A series of extra precautions
Like the general population here in San Diego, the military community adheres to standard guidelines to help contain the virus. This means wearing face coverings, maintaining a social distance of at least 6 feet, frequently washing hands, and isolating when exposed or showing symptoms.

Additionally, standard operating procedures have been set specifically for members of the military, including screening questionnaires, standardized testing, return-to-work protocols, exposure data collection and reporting, and Navy-wide updates and data summaries.

"You'll see a lot of the same precautions on our bases that you see in the civilian community," Dr. Allen says. "Yet in terms of operations, extra precautions are both necessary and frustrating for members of the military."

Protocols have delayed some deployments, as well as forced permanent change of station for some new arrivals. While temperature checks are required when entering military installations or workspaces, many activities, such as some trainings, have been relegated to at home only - restricting interactions and slowing the usual quick pace that the military has become accustomed.

To do his part, Dr. Allen works tirelessly to help his military patients stay healthy - and if they need it, get the care they need quickly.

Dr. Joseph Allen (right), a family medicine doctor affiliated with Sharp Community Medical Group, works with tactical pilots in San Diego. He is pictured with CDR David "Martian" Anderson.

Dr. Joseph Allen (right) works with tactical pilots in San Diego. He is pictured with CDR David "Martian" Anderson.

"Considering how COVID is curtailing work life on our bases, the last thing a military member needs is to catch the virus," he says. "But if they do, I try to help coordinate their care as quickly as possible. It's my job to provide medical guidance and issue return statuses, as well as reporting medical data to the upper echelon of Commands. And the sooner I can get my patients tested and recovering, the lower the odds of the virus spreading."

Supporting family life
The families who support their military loved ones are not spared of the virus's direct and indirect effects. As cases increase in San Diego, military families are also getting sick - forcing them into quarantine or worse, into medical facilities.

Yet the unspoken tragedy of COVID-19 for military families is its mental health impact. "We're all feeling the pressure caused by the pandemic," Dr. Allen says. "But imagine the extra isolation you feel when you're forced inside, with limited interaction, and San Diego isn't home for you. There's no easy way to connect when you're feeling alone in a new place."

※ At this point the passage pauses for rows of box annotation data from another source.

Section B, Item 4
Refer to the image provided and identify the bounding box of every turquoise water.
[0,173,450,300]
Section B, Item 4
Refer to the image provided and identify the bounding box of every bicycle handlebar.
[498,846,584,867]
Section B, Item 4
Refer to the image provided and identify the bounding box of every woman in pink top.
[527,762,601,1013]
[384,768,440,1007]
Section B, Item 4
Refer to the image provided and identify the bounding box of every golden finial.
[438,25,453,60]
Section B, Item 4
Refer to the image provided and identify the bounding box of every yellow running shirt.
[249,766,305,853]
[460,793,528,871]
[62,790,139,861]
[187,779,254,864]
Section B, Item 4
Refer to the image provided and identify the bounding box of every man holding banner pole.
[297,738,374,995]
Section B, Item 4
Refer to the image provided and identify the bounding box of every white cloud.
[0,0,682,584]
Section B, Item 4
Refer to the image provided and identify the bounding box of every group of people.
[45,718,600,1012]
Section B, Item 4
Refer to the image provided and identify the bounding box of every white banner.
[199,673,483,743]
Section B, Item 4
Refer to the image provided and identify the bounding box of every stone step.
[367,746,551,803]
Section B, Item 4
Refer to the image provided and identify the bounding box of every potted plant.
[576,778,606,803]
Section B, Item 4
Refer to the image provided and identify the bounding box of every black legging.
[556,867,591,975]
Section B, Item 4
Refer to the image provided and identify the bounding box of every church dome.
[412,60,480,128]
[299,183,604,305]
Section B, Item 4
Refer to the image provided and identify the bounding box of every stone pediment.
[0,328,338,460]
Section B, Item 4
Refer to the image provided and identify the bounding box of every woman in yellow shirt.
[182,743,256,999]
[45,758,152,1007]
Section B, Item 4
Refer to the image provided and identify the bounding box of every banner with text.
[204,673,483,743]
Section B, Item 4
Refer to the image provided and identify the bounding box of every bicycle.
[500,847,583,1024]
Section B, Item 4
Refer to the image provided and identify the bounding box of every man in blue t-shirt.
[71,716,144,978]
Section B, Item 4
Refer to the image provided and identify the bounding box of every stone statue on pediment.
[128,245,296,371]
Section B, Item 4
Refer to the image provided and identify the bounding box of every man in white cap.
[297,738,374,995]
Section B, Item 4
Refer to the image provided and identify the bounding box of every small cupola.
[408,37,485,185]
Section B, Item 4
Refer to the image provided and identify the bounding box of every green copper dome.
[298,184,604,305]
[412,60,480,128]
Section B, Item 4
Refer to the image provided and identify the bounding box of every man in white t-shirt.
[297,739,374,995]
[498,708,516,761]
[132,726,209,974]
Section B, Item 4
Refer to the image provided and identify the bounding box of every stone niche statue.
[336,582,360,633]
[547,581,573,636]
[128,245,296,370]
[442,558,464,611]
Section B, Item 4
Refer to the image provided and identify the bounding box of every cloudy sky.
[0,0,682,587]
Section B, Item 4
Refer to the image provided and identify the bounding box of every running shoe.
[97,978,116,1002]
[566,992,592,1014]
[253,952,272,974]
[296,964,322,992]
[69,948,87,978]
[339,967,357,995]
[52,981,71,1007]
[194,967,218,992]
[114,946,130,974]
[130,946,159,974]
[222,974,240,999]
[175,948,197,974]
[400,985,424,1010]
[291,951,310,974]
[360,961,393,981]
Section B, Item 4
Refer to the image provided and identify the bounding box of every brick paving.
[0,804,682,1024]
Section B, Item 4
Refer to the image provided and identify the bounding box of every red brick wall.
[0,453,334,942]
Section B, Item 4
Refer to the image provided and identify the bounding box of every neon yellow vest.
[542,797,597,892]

Another mental hardship is the abrupt change in a family's routine. Delayed deployments and restrictions on travel and workspaces mean military members are home, affecting the family dynamic.

"The men and women in our military enjoy home time as much as anyone, but they are also incredibly passionate about going out and playing their important role in protecting our country," Dr. Allen says. "There are definitely some things they can do from home, such as training, but for a group of people who are used to an active work life, adjusting to long periods at home can be challenging."

On the opposite side of the spectrum, some who
are deployed are experiencing delays getting home. Families and loved ones are having to face longer than usual stretches apart. To help address hardships, the military offers mental health clinics, medical centers and chaplain services. Yet access to these avenues isn't always easy or effective.

"It's a tough time for our military," Dr. Allen says. "As a doctor, and speaking for other military doctors, we work to make ourselves available to service members and their families. There's a light at the end of the tunnel, and we'll all get through this. Because if there's one thing I've learned from my time with this unique community, it's that they're strong, they're determined, and they won't let something like COVID-19 keep them down."